The size of the standby generator you need depends on how many electric items you want to operate during a power outage. A 12-kw generator will handle a typical family's power needs.

Add up the wattages of all the electric items you think you need. The wattage of various appliances is listed on each appliance's nameplate. Keep in mind that many appliances with motors require greater starting wattages than the continuous usage listed on the nameplate. A refrigerator using 700 watts might require up to 1,500 watts each time the compressor starts.

Most people select a natural gas standby generator if gas is available. It is clean burning and does not require a storage tank. If there is a natural disaster, though, such as an earthquake, the supply might be stopped.

Propane burns cleanly similar to gas. Since the tank is on your property, the supply cannot be interrupted. It is more expensive than gas and requires a tank.
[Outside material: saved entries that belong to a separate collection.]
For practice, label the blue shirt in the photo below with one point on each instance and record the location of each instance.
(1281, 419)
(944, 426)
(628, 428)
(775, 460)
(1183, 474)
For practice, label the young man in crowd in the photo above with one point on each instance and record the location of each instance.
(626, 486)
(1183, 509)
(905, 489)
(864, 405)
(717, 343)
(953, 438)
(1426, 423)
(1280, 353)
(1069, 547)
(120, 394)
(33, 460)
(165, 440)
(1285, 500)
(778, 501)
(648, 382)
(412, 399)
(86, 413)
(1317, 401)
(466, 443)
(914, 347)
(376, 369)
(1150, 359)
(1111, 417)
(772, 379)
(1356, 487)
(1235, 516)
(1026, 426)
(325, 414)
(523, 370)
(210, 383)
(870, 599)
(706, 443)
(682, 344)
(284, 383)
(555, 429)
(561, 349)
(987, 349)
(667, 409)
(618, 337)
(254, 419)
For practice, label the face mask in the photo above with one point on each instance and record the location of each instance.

Diesel fuel is less flammable and easy to obtain. It requires an expensive tank, and the shelf life of the fuel is less than two years.

Standby generators can cost several thousand dollars.

Following are some of the companies that offer generators:

--Baldor, 920-236-4200, www.baldor.com.

--Coleman Powermate, 800-445-1805, www.powermate.com.

--Cummins Onan, 763-574-5000, www.cumminsonan.com.

--Generac Power Systems, 888-436-3722, www.generac.com.

--Kohler Power Systems, 800-544-2444, www.kohlergenerators.com.

Q: I want to install a whole-house fan. I already have an attic vent fan to cool the attic. Will this attic vent fan make the whole-house fan less effective?

A: They should work fine together. The whole-house fan generally will be used in the morning and evening when the outdoor temperature is lower. During these periods, the attic vent fan probably won't be running anyway. Even when both fans are running, they will complement each other.